Une politique énergétique qui tue : le cas de la Roumanie

Le Green Deal de l’Union européenne et ses prédécesseurs ont des effets particulièrement dévastateurs sur les pays d’Europe de l’Est, tant par la suppression progressive de l’exploitation du charbon que par l’obligation pour toutes les centrales électriques d’acheter des « certificats carbone » censés compenser la quantité de CO2 émise lors de la production. En effet, dans le cadre du système dit d’échange de quotas d’émission (ETS en anglais – une arnaque financière pure et simple), le prix de l’émission de CO2 dans les centrales électriques de l’UE est passé de 5 euros par tonne en 2016 à près de 40 euros aujourd’hui !

En Roumanie, qui n’a rejoint l’UE qu’en 2007, les centrales à charbon fournissent encore environ 25 % de l’électricité du pays, tandis que l’industrie houillère constitue la base de la vie économique dans différentes régions.

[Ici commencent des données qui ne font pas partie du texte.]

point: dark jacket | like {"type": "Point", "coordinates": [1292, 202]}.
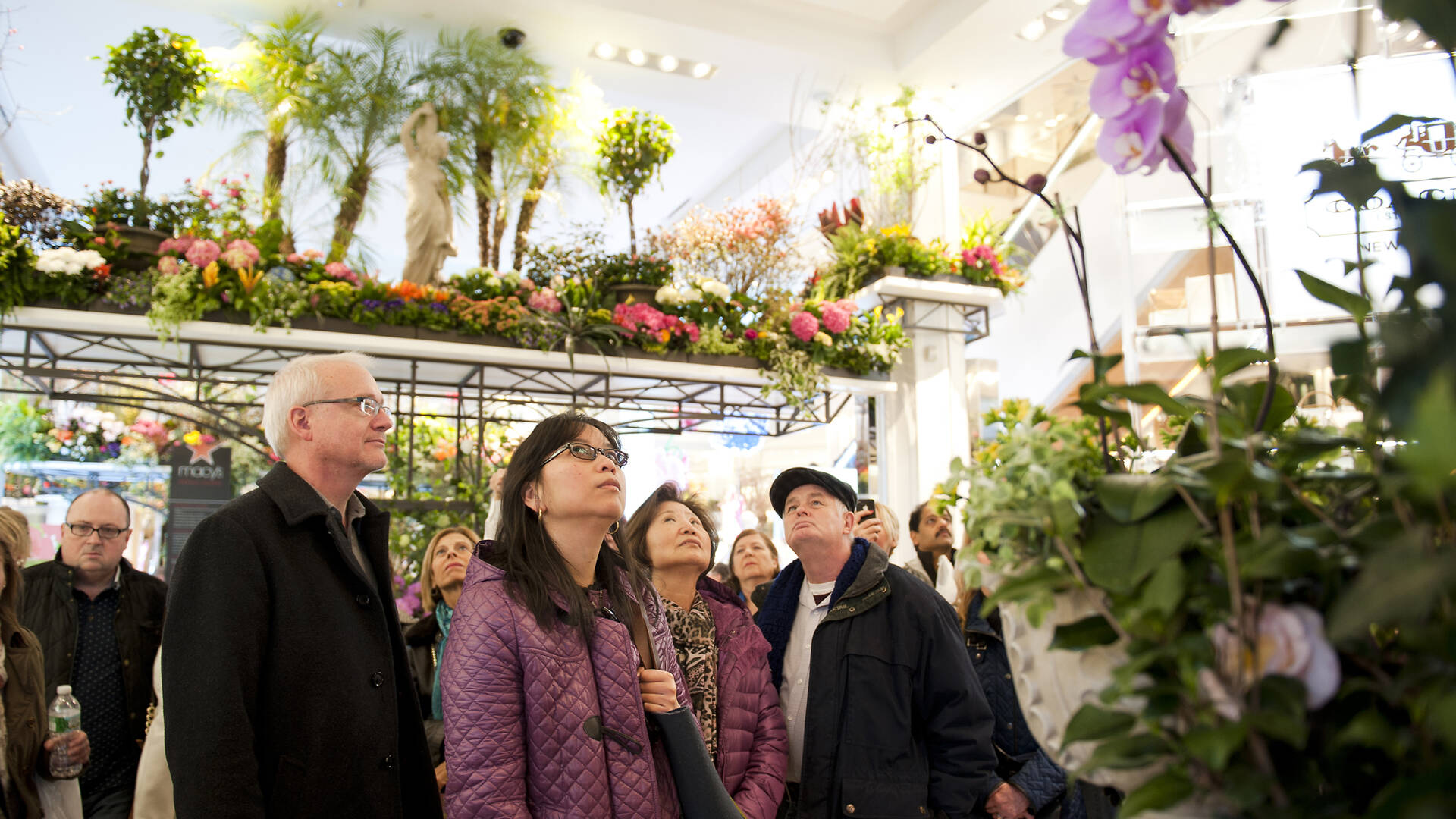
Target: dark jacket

Un aperçu, bref mais choquant, de la situation sur le terrain a été donné le 16 juin, dans le cadre d’un webinaire du Mouvement allemand des droits civiques Solidarité, par Alexandra Bellea, une militante de Solidarité & Progrès d’origine roumaine.

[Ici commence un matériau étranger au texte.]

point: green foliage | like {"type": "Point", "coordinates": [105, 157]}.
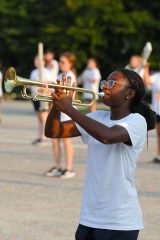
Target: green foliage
{"type": "Point", "coordinates": [109, 30]}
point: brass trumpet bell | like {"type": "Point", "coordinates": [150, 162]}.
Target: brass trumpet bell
{"type": "Point", "coordinates": [12, 80]}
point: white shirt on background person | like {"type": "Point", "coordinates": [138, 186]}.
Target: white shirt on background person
{"type": "Point", "coordinates": [54, 70]}
{"type": "Point", "coordinates": [87, 77]}
{"type": "Point", "coordinates": [155, 79]}
{"type": "Point", "coordinates": [34, 76]}
{"type": "Point", "coordinates": [65, 117]}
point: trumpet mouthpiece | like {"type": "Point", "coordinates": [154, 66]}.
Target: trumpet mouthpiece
{"type": "Point", "coordinates": [101, 94]}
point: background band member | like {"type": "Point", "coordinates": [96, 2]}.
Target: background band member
{"type": "Point", "coordinates": [155, 83]}
{"type": "Point", "coordinates": [1, 92]}
{"type": "Point", "coordinates": [90, 78]}
{"type": "Point", "coordinates": [41, 108]}
{"type": "Point", "coordinates": [51, 64]}
{"type": "Point", "coordinates": [67, 68]}
{"type": "Point", "coordinates": [110, 207]}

En 1989, la Roumanie comptait 23 millions d’habitants, elle pouvait se vanter de son activité industrielle et de son indépendance énergétique, a-t-elle expliqué. En 2021, la population n’atteignait plus que 19 millions, dont cinq travaillant à l’étranger, et la transition énergétique a privé le pays de son indépendance. Les « villes les plus dépeuplées sont celles des régions charbonnières » -et la situation ne peut qu’empirer vu la politique énergétique de Bruxelles.

L’hiver dernier, la centrale au charbon Mintia a été fermée complètement, « parce qu’elle ne répondait plus aux normes environnementales de l’UE et que les certificats de carbone l’avaient ruinée financièrement ». Comme la centrale fournissait également le chauffage urbain à quelque 4700 foyers de la ville, « tous ces habitants se sont retrouvés sans chauffage et sans eau chaude, alors que l’hiver est très froid dans cette région ».

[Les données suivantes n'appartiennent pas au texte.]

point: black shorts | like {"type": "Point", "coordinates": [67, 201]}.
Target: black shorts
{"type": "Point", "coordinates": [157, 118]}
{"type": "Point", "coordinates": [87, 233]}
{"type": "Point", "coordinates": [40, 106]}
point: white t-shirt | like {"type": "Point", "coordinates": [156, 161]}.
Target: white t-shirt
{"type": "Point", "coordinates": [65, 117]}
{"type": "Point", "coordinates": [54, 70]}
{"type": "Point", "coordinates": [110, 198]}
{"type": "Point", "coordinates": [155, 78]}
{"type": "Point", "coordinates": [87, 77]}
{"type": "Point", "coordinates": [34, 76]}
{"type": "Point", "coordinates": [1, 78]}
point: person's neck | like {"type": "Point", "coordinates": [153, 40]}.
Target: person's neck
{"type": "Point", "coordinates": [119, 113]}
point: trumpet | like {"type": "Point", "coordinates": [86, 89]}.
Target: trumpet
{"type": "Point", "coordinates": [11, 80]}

Fin avril, conformément aux diktats de l’UE, toutes les centrales au charbon de Roumanie ont dû « débourser des millions d’euros pour acheter des ‘certificats carbone’. Certaines d’entre elles, qui n’avaient pas les moyens de le faire, doivent maintenant payer de lourdes amendes. Elles aussi risquent de faire faillite », y compris celle de Timisoara (où la révolution avait commencé en 1989).

Toujours en avril, des mineurs de la vallée de Jiu ont organisé une grève de plusieurs jours à la mine pour exiger le paiement de leurs salaires, suite à l’insolvabilité de leur employeur à force de payer les amendes et les frais imposés par l’UE. Par ailleurs, « les travailleurs des centrales électriques au charbon sont mobilisés depuis 19 semaines pour exiger de meilleures conditions de travail, sous le slogan ‘Arrêtez le génocide social dans le secteur de l’énergie’. »

Deux comtés de Roumanie seront particulièrement touchés par la fermeture des mines de charbon, Hunedoara et Gorj. « Une étude du département de recherches de l’UE prévoit une perte d’environ 25 000 emplois directs, mais au-delà, c’est toute l’économie de la région qui est basée sur le charbon. Que vont devenir ces gens, que devront-ils faire, devront-ils aller cueillir des asperges en Allemagne ? »
Le Green Deal de l’UE, a insisté Alexandra Bellea, est une politique délibérée de désindustrialisation et de dépeuplement. Il faut l’arrêter immédiatement.